The startling findings come on the heels of a more encouraging study, published in January in the Journal of the American Medical Association (JAMA), that found overweight and obesity rates across the United States appeared to finally be leveling off.
"These findings show that we still have a long way to go as a nation to get where we need to be with childhood obesity," said study author Stephanie Broyles, an assistant professor and epidemiologist at the Pennington Biomedical Research Center at Louisiana State University in Baton Rouge.
"Our national goal was 5% for childhood obesity by 2010, and we're nowhere near that. This needs to remain a high priority," she said.
The JAMA study found that 16.9% of American children are obese.
In the current study, Broyles and her colleagues used data from the Bogalusa Heart Study, a long-term community-based study to assess the natural history and development of heart disease from childhood through adulthood. Bogalusa is a semi-rural town, according to the study.
At the start of the study in 1973, Bogalusa was a community of about 20,000 people, with 65% white and 35% black residents. In 2008-2009, the researchers found that the population had shrunk to about 13,000 people and was 57% white and 41% black.
Between the two study periods, the rates of overweight and obesity tripled in Bogalusa. The researchers didn't find any significant differences in the rates of overweight and obesity between the races. Data on family incomes and education levels weren't available.
Broyles pointed out that this study wasn't meant to single out Bogalusa, but to highlight a growing disparity between town and country. "Rural children may be more at risk for overweight and obesity," she said.
"In places like Bogalusa, you almost have a food desert. Access to whole wheat bread choices, fresh fruits and vegetables are typically more limited," she explained.
And, she said, she doesn't think Bogalusa is the only place experiencing unusually high levels of overweight and obesity in children.
Dr. Goutham Rao, clinical director of the Weight Management and Wellness Center at Children's Hospital of Pittsburgh, agreed that it's likely there are other areas of the country also experiencing substantially higher rates of childhood overweight and obesity. "What I'm hoping is that this study doesn't indicate that we have a growing dichotomy where a huge chunk of the country is getting better, but poorer, rural communities may be getting worse."
Although access to food and physical activity opportunities may be more limited in rural areas, Rao said parents shouldn't just resign themselves to having heavy kids. "There are a lot of things that families can do to reverse this problem.

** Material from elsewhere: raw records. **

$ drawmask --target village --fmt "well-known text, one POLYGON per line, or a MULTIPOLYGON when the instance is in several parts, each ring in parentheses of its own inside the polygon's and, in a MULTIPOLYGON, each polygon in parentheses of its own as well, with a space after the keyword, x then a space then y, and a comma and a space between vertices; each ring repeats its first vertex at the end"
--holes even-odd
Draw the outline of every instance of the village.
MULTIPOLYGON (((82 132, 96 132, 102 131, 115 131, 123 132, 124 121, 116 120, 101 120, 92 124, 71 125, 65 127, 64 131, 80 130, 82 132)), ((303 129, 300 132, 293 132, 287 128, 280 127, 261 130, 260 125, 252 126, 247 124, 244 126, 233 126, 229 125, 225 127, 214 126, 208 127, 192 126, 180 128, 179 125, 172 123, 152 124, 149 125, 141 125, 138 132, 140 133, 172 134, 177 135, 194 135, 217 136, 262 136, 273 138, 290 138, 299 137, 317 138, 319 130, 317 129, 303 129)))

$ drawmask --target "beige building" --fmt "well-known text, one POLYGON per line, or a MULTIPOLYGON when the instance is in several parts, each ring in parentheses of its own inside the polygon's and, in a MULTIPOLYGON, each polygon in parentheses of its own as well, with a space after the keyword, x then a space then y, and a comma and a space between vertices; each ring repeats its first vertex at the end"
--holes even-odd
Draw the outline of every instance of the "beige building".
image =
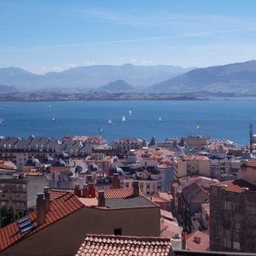
POLYGON ((74 194, 46 189, 28 219, 0 230, 0 253, 74 255, 86 234, 160 236, 160 207, 142 195, 137 183, 99 193, 92 183, 74 194))
POLYGON ((176 159, 173 162, 174 178, 187 175, 201 175, 210 177, 210 160, 202 155, 187 155, 176 159))

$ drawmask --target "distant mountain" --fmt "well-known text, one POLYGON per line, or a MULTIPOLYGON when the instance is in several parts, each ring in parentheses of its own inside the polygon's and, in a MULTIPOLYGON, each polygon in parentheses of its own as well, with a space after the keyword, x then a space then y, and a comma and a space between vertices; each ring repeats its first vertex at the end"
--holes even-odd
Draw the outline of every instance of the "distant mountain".
POLYGON ((0 68, 0 84, 15 86, 19 90, 91 90, 116 80, 125 80, 137 88, 169 79, 190 70, 179 67, 100 65, 79 67, 59 73, 37 75, 17 67, 0 68))
POLYGON ((149 92, 256 94, 256 61, 195 68, 149 87, 149 92))
POLYGON ((108 93, 131 92, 135 91, 135 88, 128 84, 124 80, 117 80, 109 83, 108 85, 98 88, 99 91, 108 93))
POLYGON ((13 86, 0 85, 0 94, 18 92, 18 90, 13 86))

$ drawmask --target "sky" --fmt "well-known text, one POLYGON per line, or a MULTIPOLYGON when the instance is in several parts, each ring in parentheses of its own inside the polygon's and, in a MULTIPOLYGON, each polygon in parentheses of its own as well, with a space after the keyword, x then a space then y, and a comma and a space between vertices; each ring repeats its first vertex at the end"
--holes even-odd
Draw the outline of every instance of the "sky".
POLYGON ((256 59, 255 0, 0 0, 0 67, 256 59))

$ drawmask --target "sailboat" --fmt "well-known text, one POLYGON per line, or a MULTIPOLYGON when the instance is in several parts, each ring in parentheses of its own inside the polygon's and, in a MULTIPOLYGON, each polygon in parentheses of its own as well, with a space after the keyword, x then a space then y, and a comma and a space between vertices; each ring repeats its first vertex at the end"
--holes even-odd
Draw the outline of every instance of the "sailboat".
POLYGON ((122 121, 123 121, 123 123, 125 123, 125 122, 126 122, 126 119, 125 119, 125 116, 123 116, 123 118, 122 118, 122 121))

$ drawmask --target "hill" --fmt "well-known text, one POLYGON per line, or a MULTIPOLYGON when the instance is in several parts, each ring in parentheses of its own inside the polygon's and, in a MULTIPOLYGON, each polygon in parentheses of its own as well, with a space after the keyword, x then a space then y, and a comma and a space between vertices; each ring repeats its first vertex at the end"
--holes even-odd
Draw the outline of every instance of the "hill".
POLYGON ((151 92, 222 92, 249 95, 256 92, 256 61, 195 68, 148 88, 151 92))
POLYGON ((119 93, 119 92, 131 92, 131 91, 135 91, 136 90, 134 87, 128 84, 124 80, 117 80, 109 83, 108 85, 100 87, 98 90, 102 92, 119 93))
POLYGON ((18 67, 0 68, 0 84, 30 91, 61 88, 71 90, 94 90, 116 80, 136 84, 137 89, 175 77, 189 69, 179 67, 99 65, 78 67, 63 72, 37 75, 18 67))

You're definitely more vulnerable because of your environment, but even in Bogalusa, not everyone is becoming overweight," he said.
Rao and Broyles recommended strategies such as limiting TV and computer time, encouraging physical activity and eating together as a family. They also recommended making healthier food choices whenever possible.
Broyles said that the communities and schools need to be involved, too. Schools need to offer healthy food choices and encourage physical activity. Communities can add sidewalks and parks and create safe places for kids to move around, she said.
"There many pieces to the puzzle," Broyles said. "It's not all on the shoulders of the parents. Schools have a role to play; the community has a role to play; and decision-makers and politicians have a role to play. Everyone needs to recognize that this is a really important problem."